Transfer 10%of the total volume to a separate tube and add an equal volume of 3X boiling buffer. Wash the remaining sample three times by adding one milliliter of ice-cold PBS with 05%Tween 20 and spinning it down at 300 times G and four degrees Celsius for one minute. Carefully aspirate the supernatant making sure that no liquid remains.
Then elute the sample with 15 microliters of 3X boiling buffer and 15 microliters of lysis buffer. Run a western blot analysis according to the manuscript directions. If performing Mass-Spectrometry, desalt the peptides using stage-tip C18 microcolumns and resuspend them in 0.1%formic acid prior to analysis.
Load the samples onto an LC-MS system and analyze them in triplicate. Proceed with protein identification and abundance calculation using the associated software. Perform statistical analysis according to the manuscript directions.
This protocol has been used to isolate SUMOylated proteins in mice with glycine N-methyltransferase deficiency which causes spontaneous development of liver cancer and their wild type littermates. Ponceau S staining was performed on the input, flow-through, and BOUND Fractions from the SUBEs pull-down assay. Western blot analysis of LKB1 captured with SUBEs shows that the levels of LKB1 SUMOylation are augmented in liver tumors.
Human hepatoma cells and non-transformed liver epithelial cells were used to investigate the capacity of the SUMO-trap to interact with naturally SUMOylated proteins. First, conventional protein staining was used to visualize the total material captured with SUBEs. Then Mass-Spectrometry showed that 742 proteins were enriched in the hepatoma cell SUBEs sample and 577 were enriched in the liver epithelial non-transformed cell SUBEs sample.

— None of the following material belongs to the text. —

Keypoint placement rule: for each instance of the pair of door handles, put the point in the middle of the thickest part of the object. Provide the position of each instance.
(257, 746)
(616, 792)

When performing experiments with SUBEs, it is important to maintain cells and tissues on ice and add specific milliliters to the lysis buffer in order to maintain the purity of SUMOylated. After visualization of the SUMOylated proteome with SUBEs, we can find the characterization by using either western blot analysis or Mass-Spectrometry. The application of the SUBEs to isolate and characterize the SUMOylated proteome in liver cancer tissues and hepatoma cells is paving the way to explore the role of the post-translational modifications of SUMO in liver cancer which may provide a potential therapeutic mechanism.